A recent Court of Appeals case, Town of Cross Plains v. Kitt's Korner, Inc. 2008AP546 illustrates the risk involved in opening a new business on the assumption that a possible change in zoning will not effect its operation if the business is already up and running.

In that case, an adult entertainment business was opened on a parcel which, at the time it commenced operation, was zoned in such a fashion that such a business was not a prohibited use.  The owner of the business naturally incurred costs in the start up of the business.  The owner was aware of the fact that an ordinance amending the zoning to prohibit such a business on the land in question was coming up for vote, but apparently believed that his expenditure, and the actual operation of the business for a period of time prior to any adoption of the proposed ordinance, would create a situation in which his business would be "grandfathered in" even if the amendment to the zoning ordinance was adopted.

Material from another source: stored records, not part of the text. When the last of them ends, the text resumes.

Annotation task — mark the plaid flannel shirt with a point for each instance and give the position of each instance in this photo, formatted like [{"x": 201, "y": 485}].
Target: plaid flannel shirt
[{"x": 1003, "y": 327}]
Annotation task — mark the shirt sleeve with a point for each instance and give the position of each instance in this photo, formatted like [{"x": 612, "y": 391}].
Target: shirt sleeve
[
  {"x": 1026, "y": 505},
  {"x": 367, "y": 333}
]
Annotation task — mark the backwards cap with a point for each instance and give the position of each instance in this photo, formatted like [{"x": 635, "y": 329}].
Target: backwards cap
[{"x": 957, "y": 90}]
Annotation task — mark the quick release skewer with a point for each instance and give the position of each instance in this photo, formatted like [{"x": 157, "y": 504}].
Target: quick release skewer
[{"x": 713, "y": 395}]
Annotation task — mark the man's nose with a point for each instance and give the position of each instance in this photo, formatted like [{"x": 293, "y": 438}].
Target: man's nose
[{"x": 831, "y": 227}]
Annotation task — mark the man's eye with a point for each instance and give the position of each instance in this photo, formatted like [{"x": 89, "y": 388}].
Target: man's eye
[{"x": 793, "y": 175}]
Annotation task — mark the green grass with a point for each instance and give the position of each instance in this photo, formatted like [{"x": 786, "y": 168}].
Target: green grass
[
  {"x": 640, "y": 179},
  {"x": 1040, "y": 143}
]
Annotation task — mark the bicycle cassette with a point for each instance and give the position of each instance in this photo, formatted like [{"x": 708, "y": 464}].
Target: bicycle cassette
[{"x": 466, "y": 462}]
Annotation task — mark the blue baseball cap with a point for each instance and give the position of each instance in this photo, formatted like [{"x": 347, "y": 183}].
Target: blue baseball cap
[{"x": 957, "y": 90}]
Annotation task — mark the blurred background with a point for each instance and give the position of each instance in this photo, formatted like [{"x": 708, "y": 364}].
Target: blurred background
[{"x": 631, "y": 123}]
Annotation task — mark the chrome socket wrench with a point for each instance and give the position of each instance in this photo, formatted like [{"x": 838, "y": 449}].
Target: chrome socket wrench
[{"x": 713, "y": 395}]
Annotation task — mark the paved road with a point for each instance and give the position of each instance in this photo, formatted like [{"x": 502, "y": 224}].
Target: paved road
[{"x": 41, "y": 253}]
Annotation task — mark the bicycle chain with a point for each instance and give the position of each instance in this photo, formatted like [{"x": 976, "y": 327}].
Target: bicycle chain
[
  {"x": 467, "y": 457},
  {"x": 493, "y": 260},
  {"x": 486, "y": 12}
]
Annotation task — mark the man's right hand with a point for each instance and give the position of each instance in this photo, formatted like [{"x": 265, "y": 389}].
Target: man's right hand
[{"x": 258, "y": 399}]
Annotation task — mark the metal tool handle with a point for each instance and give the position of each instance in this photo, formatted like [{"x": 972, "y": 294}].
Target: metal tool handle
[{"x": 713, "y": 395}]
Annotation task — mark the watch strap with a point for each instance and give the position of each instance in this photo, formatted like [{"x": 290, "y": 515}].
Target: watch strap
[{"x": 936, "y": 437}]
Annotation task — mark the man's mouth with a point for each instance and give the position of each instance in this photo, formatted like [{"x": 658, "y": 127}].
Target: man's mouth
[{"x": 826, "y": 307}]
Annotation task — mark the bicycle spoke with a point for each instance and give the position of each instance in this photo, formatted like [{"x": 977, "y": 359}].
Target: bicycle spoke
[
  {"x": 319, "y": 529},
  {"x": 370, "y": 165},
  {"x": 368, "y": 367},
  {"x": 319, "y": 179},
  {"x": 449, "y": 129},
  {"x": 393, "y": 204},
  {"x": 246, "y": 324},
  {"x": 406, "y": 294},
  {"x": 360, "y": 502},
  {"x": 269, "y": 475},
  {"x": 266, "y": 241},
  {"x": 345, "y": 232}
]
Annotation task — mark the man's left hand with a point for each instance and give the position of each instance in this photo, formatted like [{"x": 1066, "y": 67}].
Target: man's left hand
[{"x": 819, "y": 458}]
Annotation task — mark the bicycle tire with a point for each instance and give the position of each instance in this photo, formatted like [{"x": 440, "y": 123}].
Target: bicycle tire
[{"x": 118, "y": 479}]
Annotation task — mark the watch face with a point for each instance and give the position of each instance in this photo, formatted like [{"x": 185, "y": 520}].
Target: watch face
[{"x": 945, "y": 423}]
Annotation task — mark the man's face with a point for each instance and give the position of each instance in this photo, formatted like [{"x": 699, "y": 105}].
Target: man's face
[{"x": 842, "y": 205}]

Although the law does recognize that, in certain fairly rare circumstances, expenditure of funds based on a reasonable reliance that zoning will not be changed can create vested rights which will not be impacted by zoning changes, the Court of Appeals held in this case that there could be no reasonable reliance because the owner was aware of the pending vote on the ordinance amendment, but chose open the business regardless.  Expenditures made were made despite the fact that the owner new that zoning prohibiting the business was contemplated and could be adopted.

When opening a business, it would be prudent not only to review current zoning, but also to inquire whether any modifications in zoning are being considered.